Hello, I have one problem, when I click in "Other" in the Color Management - Profile, I can't don't have any options to chose, I currently have one *Brother DCP-35'c* installed in my system, but I don't have any profile to chose in Lightroom, Can I add it? How do I do this?

The problem is that all my prints are resulting very dark, can any one help me with this?

Thanks For The Help


----------



## ernie (Apr 21, 2008)

I'm by no means a printing expert, but after having read similiar questions (and been there myself) I can tell you the first thing everyone will say is to be sure to calibrate your monitor with whatever calibration system you choose to buy, or borrow. A friend and I went in together and bought one. That will probably help with dark prints.
Also if you put your computer specs, etc in your signature many of the smart people here will be better able to answer questions if they know what system you have. Click on user cp in the top left part of the screen to do that. Good luck.


----------



## soloam (Apr 21, 2008)

Thanks for the help egd5, I first also thought that it could be problems in my monitor, but  I tried to print some photos in a friends printer and everything came out fine. But in the safe side, Is there any way to see if the problem is in my monitor ore if it is in my printer without spending money?

Thanks for the help.


----------



## soloam (Apr 21, 2008)

For example, this image was printed in my printer and came out very dark (the original version, this image was resized to fit the forum), the image in my monitor is good, not perfect, but I don't see it dark, like the photo was taken in bad lighting conditions.

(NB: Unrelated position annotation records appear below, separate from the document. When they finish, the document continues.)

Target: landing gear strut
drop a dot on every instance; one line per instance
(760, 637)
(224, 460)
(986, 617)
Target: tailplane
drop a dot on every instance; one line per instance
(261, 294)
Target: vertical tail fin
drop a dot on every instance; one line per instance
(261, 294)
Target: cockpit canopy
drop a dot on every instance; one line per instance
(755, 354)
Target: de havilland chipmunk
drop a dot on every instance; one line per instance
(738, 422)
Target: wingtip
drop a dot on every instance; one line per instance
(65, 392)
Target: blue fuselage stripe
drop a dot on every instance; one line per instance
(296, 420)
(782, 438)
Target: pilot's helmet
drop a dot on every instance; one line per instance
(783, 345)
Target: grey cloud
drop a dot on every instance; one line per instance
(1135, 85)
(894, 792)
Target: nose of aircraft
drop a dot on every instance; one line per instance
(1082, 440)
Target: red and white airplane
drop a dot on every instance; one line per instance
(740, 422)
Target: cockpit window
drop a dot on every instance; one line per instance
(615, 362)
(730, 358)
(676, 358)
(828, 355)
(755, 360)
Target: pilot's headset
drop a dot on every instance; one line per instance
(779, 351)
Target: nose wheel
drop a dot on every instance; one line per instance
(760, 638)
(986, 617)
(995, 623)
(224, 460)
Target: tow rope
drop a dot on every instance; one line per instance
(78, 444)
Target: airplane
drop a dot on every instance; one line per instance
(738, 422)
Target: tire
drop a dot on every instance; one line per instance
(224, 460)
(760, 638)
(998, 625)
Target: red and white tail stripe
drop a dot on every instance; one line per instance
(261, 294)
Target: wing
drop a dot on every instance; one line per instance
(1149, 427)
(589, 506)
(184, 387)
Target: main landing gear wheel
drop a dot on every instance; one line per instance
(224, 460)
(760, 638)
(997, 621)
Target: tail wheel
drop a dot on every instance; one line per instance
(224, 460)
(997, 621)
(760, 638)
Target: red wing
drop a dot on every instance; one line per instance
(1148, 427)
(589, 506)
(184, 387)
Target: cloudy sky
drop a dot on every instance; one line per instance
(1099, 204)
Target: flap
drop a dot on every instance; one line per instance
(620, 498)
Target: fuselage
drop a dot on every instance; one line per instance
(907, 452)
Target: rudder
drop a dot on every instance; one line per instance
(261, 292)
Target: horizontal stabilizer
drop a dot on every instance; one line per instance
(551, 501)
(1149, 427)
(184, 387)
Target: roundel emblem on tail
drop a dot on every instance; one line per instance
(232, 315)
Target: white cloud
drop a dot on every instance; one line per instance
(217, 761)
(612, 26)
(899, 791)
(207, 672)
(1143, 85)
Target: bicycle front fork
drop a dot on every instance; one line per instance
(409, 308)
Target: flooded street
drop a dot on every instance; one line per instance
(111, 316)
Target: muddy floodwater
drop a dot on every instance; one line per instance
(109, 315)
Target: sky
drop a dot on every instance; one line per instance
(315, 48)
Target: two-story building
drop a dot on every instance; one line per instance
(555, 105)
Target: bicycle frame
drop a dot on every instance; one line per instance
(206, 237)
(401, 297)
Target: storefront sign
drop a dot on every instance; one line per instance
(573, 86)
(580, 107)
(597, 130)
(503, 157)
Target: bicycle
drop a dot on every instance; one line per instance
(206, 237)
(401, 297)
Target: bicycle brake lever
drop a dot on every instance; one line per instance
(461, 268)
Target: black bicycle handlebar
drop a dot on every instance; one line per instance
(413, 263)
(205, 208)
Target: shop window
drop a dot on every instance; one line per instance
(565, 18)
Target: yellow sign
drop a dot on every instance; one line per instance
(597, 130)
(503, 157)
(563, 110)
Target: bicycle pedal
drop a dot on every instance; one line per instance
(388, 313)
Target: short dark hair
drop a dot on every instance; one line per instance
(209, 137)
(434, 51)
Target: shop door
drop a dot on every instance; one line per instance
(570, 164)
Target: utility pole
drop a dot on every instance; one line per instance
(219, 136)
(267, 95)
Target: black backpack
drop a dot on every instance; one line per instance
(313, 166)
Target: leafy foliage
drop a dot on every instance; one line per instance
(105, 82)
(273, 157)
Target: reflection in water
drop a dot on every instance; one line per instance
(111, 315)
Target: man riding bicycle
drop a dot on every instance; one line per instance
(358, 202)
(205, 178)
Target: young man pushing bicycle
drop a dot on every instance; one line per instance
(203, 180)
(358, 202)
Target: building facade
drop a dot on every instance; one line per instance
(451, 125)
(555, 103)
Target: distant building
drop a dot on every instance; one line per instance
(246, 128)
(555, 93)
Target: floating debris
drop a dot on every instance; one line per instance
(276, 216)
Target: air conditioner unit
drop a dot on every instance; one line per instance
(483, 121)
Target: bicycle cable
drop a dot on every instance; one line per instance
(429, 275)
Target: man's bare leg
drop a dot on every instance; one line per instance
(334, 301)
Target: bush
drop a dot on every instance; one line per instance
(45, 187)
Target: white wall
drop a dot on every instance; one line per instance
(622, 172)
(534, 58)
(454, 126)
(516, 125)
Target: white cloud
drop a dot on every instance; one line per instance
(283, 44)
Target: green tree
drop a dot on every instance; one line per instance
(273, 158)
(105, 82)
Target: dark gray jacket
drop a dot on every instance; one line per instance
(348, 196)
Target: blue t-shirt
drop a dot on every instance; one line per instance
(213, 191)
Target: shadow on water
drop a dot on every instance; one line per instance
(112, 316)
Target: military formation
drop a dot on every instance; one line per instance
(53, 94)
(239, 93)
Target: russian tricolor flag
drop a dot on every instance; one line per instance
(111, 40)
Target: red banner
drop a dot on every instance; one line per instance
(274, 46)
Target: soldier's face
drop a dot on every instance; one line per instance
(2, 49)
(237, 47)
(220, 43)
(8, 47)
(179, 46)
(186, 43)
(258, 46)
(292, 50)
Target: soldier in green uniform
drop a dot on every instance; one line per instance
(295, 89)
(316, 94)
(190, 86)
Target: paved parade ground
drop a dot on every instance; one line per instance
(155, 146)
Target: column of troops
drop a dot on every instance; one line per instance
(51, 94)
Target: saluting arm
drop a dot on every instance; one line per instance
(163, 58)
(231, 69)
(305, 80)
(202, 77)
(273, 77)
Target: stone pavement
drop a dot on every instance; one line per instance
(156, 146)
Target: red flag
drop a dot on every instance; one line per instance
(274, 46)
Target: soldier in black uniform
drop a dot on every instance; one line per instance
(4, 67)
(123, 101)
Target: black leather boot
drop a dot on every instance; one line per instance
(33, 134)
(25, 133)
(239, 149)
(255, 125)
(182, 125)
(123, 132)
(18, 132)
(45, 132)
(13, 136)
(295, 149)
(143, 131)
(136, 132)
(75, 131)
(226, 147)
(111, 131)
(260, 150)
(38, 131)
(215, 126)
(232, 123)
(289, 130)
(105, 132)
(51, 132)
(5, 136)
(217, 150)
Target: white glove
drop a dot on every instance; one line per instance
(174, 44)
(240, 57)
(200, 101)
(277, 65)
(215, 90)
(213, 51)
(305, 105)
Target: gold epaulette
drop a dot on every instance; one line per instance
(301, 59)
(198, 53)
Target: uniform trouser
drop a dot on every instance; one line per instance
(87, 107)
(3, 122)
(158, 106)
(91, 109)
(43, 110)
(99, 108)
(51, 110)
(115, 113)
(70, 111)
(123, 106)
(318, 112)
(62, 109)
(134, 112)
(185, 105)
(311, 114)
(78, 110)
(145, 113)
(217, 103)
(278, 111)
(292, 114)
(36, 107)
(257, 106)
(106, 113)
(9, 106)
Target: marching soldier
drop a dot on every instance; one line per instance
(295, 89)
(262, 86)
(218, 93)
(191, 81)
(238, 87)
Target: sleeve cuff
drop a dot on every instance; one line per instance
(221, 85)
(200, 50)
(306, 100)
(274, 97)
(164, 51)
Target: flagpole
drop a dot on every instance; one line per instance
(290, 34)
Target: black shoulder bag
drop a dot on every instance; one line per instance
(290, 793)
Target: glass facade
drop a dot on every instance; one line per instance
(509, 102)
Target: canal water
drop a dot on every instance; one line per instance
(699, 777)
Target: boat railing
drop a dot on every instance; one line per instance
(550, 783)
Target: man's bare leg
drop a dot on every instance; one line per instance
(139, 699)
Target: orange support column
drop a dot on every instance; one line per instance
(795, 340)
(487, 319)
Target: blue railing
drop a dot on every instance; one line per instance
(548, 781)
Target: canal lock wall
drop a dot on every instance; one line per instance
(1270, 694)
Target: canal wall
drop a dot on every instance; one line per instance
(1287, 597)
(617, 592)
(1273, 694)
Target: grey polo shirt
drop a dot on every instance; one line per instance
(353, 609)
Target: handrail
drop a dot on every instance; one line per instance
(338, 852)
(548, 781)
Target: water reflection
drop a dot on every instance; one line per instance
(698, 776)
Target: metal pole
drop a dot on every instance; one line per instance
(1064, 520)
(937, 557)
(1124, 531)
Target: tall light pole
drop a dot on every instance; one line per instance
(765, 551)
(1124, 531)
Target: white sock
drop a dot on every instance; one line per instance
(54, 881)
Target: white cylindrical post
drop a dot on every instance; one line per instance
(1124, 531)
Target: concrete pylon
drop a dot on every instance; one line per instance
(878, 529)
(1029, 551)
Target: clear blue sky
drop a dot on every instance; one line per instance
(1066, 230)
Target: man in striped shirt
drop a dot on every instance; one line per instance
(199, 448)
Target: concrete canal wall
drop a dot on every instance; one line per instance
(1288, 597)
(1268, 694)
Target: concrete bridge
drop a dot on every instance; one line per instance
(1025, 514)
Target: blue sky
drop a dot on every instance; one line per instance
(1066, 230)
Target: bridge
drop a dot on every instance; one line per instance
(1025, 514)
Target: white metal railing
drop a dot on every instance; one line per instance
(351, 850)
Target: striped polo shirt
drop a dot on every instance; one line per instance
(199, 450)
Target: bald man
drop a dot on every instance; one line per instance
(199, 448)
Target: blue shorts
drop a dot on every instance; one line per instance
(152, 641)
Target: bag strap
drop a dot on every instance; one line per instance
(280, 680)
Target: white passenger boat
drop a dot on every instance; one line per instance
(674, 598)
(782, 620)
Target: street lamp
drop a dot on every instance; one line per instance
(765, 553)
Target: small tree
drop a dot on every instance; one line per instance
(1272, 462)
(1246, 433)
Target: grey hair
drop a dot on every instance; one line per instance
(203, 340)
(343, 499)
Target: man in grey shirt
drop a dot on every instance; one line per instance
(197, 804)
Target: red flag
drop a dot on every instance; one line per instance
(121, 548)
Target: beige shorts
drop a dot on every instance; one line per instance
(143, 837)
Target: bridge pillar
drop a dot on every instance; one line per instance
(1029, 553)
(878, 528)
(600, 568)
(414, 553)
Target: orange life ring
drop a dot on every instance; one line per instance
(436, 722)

Can you people that have calibrated the monitor see the photo and post back a comment to see if in your display the image dark?

Thanks For The Help


----------



## RipIt (Apr 21, 2008)

The photo is fine

Calibration of the monitor, while a useful step in the workflow, is not your problem here. The problem is that Lightroom doesnt know where the profile is for the printer.

That is assuming you have installed the printer profiles, not just the driver.

A Mac has several profiles for multiple printers located in its Library/Printers folder regardless of whether the user has those printers or not.

You can either move those profiles for the Brother printer to the User/Library/Colorsync/profiles folder or install the profiles that may have come with your printer.


Once they are in the right place Lightroom will be able to see them. The "generic" profiles on your system may get you closer, and perhaps close enough for you, but the specific profiles for your printer will be better.

The Brother website doesnt have any details regarding icc profiles




After posting I see you have a windows system so the Library/colorsync info wont help you. 

Search for brother profiles on your system.
What printer did you use to get good results (your friends)


----------



## Victoria Bampton (Apr 21, 2008)

From memory, the ICC profile path is something like c:/windows/system32/spool/drivers/color..... or something along those lines!

You could also try setting LR to feed sRGB data to the printer, and letting the printer manage the colours, and see if that gets you close enough.


----------



## soloam (Apr 22, 2008)

I must get the ICC profiles and put them in that folder so that LR can recognise my printer details?

Thanks For The Help


----------



## Brad Snyder (Apr 22, 2008)

Yes, that's the preferred method for best print results.


----------